それでも、きっと自分が今抱いた感情も考えも、正しい事なのだと思うと笑みを浮かべながらチャーリーに向かい話しかけた。
「私も一緒に行く」
「・・・何を言ってるの?」
「チャーリーだけだと出来る事に限界があるでしょ?まぁ私が行ったとしても出来る事なんて何も無いかもしれないけどね」
「セツナ。解ってるの?凄く危険な事なんだよ?」
「うん。解ってる」
チャーリーが覚悟を決めたようにセツナも覚悟を決める。
「チャーリーもバンブルビーも私にとっては大切な存在だもの。失いたくない・・・だから、私は私に出来る事をする」
いざとなれば囮くらいは引き受けられるかもしれない、そう思いながらセツナが告げたときだ。
「チャーリー、セツナ。君達をこれ以上危険な目に遭わせるわけにはいかない。
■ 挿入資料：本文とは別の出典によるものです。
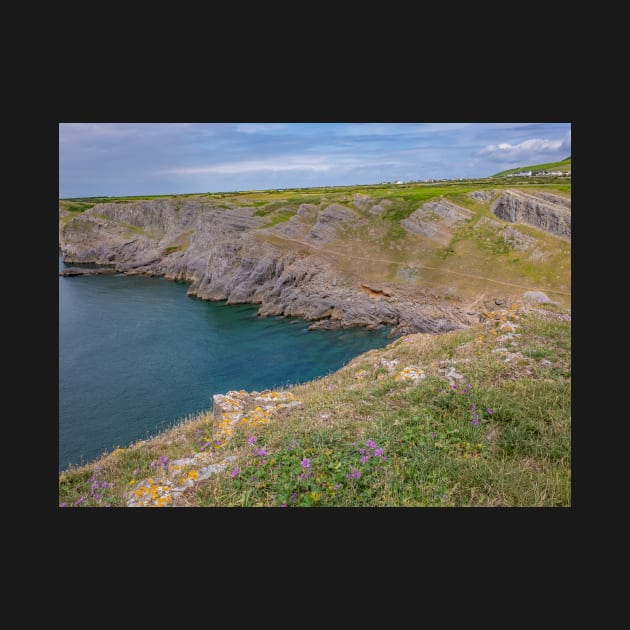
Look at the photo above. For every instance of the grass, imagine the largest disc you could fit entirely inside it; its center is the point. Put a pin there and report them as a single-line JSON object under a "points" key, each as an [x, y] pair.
{"points": [[477, 417]]}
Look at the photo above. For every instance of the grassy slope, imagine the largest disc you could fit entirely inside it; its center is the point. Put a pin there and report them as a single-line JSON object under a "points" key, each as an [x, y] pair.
{"points": [[563, 165], [475, 261], [518, 454]]}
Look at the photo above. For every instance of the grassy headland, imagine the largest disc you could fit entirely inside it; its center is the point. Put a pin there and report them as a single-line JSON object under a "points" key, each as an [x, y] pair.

これからのことは軍に任せるんだ。良いね?」
「父さんや軍に任せたとしてもシャッター達の企みを阻止することはちょっと難しいと思う。ビーじゃなきゃ勝てない」
チャーリーとの会話に割り込んできた父の言葉にセツナはゆるく首を振りながらその意見を拒絶すると、荒れ果てた基地内へと視線を向けた。
軍人達が束になって掛かったとしてもバンブルビーに勝つ事すら出来なかった。
これから戦う相手は人間と上辺だけの協力体制をとりつつ、人間がどの程度の戦力を所有しているのかきっと確認し、その結果人間な自分達の脅威にはならないと判断していったはずだ。
セツナが知ってるシャッターという存在はそういった抜け目の無さを持っている。
「ならば私がB-127と行動を共にする。お前達は軍の保護を受けなさい」
子ども達を危険な場所へと向かわせるようなことは絶対にさせない、と言うかのような声で父は告げ、2人の代わりに自分がバンブルビーと共にシャッター達を止めに行くと告げたときだ。
『”お断りだぜぇ!!!”』
場違いなロックミュージックのワンフレーズが流れたため、全員が音のした場所を見るとそこにはバンブルビーの姿があった。